In the second quarter of 2018, we announced changes to our strategy and updates to our financial targets. Management is focused on materially improving returns to shareholders over time and on deploying our balance sheet and other resources to the highest return activities consistent with our client franchise and risk appetite. To achieve these primary objectives we have defined four key strategic imperatives: First, shift the bank to a more stable revenue and earnings profile. Second, execution on clearly defined strategies in our Private & Commercial Bank (PCB) and our Asset Management (AM) businesses. Third, reshape our Corporate & Investment Bank (CIB) towards a model which emphasizes our core strength in transaction banking, capital markets, financing and treasury solutions. And fourth, reduce our costs and commit to an uncompromising cost culture.

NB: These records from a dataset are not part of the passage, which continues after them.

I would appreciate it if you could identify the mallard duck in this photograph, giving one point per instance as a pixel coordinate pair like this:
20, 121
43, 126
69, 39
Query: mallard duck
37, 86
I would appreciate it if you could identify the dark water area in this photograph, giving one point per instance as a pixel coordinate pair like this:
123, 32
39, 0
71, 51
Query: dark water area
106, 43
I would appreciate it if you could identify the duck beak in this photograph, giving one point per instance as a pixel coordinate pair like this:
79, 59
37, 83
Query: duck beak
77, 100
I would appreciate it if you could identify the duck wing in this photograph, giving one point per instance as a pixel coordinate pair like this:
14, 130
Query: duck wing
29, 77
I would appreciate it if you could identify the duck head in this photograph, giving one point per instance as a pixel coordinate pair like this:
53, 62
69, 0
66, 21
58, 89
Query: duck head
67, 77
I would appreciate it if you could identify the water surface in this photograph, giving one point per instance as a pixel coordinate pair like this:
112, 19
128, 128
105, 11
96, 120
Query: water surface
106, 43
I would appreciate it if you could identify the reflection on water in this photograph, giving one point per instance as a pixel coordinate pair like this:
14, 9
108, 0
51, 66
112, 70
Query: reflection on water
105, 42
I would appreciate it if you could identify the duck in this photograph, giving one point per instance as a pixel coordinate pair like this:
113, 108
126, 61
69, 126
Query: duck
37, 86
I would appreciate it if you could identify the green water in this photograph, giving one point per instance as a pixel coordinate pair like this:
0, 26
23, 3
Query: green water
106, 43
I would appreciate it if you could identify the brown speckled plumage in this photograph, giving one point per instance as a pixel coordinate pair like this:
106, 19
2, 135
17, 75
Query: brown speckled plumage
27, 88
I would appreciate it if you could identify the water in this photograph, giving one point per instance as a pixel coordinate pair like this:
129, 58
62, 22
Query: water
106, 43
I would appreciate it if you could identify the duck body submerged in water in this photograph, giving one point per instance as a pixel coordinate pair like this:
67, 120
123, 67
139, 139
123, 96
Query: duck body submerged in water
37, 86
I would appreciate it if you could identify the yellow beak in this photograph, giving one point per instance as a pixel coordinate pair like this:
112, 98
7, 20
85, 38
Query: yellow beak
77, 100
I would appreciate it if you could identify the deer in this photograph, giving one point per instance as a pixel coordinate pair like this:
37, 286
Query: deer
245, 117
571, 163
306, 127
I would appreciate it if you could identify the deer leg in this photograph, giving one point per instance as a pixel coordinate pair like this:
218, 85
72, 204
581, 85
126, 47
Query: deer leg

“In the second quarter we accelerated the reshaping of our bank significantly and proved the resilience of our global business. We’re making important changes to our core businesses as promised, we’re headed in the right direction on costs, and our balance sheet quality is strong. This gives us the flexibility to invest in areas where we have particular strengths.”
Our financial targets
‒ Post-tax Return on Average Tangible Equity of greater than 4% by 2019
‒ Adjusted costs of € 23 billion in 2018, and € 22 billion in 2019
‒ Full-time equivalent internal employees of below 93,000 by year-end 2018, and well below 90,000 in 2019
Long-term operating target
‒ Post-tax Return on Average Tangible Equity of circa 10% in a normalized environment and on the basis of the achievement of our cost targets
‒ CRR/CRD 4 Common Equity Tier 1 capital ratio above 13%
‒ CRR/CRD 4 Leverage Ratio (phase-in) of 4.5 % over time
‒ A competitive dividend payout ratio
Progress on strategy implementation
With a Post-tax Return on Average Tangible Equity of 1.8% in the first half of 2018, we will strengthen efforts to improve towards our 2019 target. But we have made progress in our near-term operating targets. We are on track to reach our 2018 adjusted costs target, driven in part by the good progress in the second quarter of 2018 on headcount reductions. We reduced headcount by approximately 1,700 full-time equivalents to slightly above 95,400. As it relates to our key capital targets, our leverage exposure reduction is well under way and is running ahead of our stated objectives. We have reduced our leverage exposure by € 85 billion in the second quarter of 2018.